There were 16 sibling pairs with matched samples, 10 Blended diet and 6 Formulae diet. Examining the phylum-level taxonomic profiles of each sibling pair showed some general trends (Fig. S10). Children on both Blended and Formula diets showed greater enrichment of members of the Firmicutes than their healthy sibling counterparts, 11/16. Blended diet samples generally contained more Gammaproteobacteria, Bacilli, Erysipelotrichia and Coriobacteria than their siblings, while the siblings contained more Bacteroidia. Formulae diet samples generally contained more members of the class Bacteroidia, Clostridia and Erysipelotrichia than their sibling counterparts, while the siblings contained more Actinobacteria. Analyzing the individual sibling pairs further down the taxonomic levels showed similar results in the overall dataset. The sibling group possessed more Ruminococcus ASVs than both their blended diet and formula diet counterparts and more of the beneficial Bifidobacterium than the formula diet group. Children from the blended diet group contained more of the beneficial bacteria Lactobacillus than their siblings and the siblings contained more Roseburia, Dialister, Anaerostipes, Prevotella and Faecalibacterium

Inferred metabolic pathways using Piphillin

Three metabolic pathways showed statistically significant differences between the Formulae and Blended diet groups: BioCyc annotation RXN-14277, RXN-14274 and RXN-17782 (Data not shown). The differences in mean proportion of the pathways between these two groups, although statistically significant, were very small, <0.007%. These three reaction pathways were identified using the MetaCyc database and were found to be involved in fatty acid oxidation.¹¹ All three of these fatty acid oxidation pathways were significantly more prevalent in samples from children fed with a Blended diet than with a Formulae diet.

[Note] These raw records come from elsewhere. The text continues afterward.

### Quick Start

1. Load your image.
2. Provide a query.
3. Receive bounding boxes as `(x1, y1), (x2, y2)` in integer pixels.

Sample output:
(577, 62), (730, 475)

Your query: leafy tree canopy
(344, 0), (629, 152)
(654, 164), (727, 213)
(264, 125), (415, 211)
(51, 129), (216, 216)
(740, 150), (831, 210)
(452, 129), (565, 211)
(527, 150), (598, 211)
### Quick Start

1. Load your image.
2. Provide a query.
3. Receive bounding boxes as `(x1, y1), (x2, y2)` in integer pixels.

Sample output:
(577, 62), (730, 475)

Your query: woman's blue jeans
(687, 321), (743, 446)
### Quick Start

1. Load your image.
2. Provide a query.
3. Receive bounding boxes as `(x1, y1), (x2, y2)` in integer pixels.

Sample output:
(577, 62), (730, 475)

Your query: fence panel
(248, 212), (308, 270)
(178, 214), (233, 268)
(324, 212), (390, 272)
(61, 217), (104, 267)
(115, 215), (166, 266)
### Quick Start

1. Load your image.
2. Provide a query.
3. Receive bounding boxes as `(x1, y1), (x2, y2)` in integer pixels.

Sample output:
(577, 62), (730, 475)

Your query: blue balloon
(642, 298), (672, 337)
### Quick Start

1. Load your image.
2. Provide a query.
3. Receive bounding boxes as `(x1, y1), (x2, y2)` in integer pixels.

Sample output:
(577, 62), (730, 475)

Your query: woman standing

Analysis of functions in stool samples using culture-based approaches and enzyme assays

Two functions were screened using a culture-based approach which shows the phenotype of the growing colony on solid media. Numbers of CFU of protease producing bacteria, where determined using lactose-free skimmed milk agar (LF-SM).¹² Eighteen random samples were selected, six from each test group. For all samples tested, only the lowest dilutions in the dilution series showed any protease activity through their ability to produce a clear zone on the LF-SM agar, and no clear colonies exhibiting the phenotype were observed at higher dilutions. Therefore, these highest dilutions were spread as a lawn, and incubated anaerobically, on new plates with the aim being to identify individual colonies exhibiting the phenotype of interest. However, no single proteolytic colonies were seen, and we were unable to identify and isolate any colonies of interest.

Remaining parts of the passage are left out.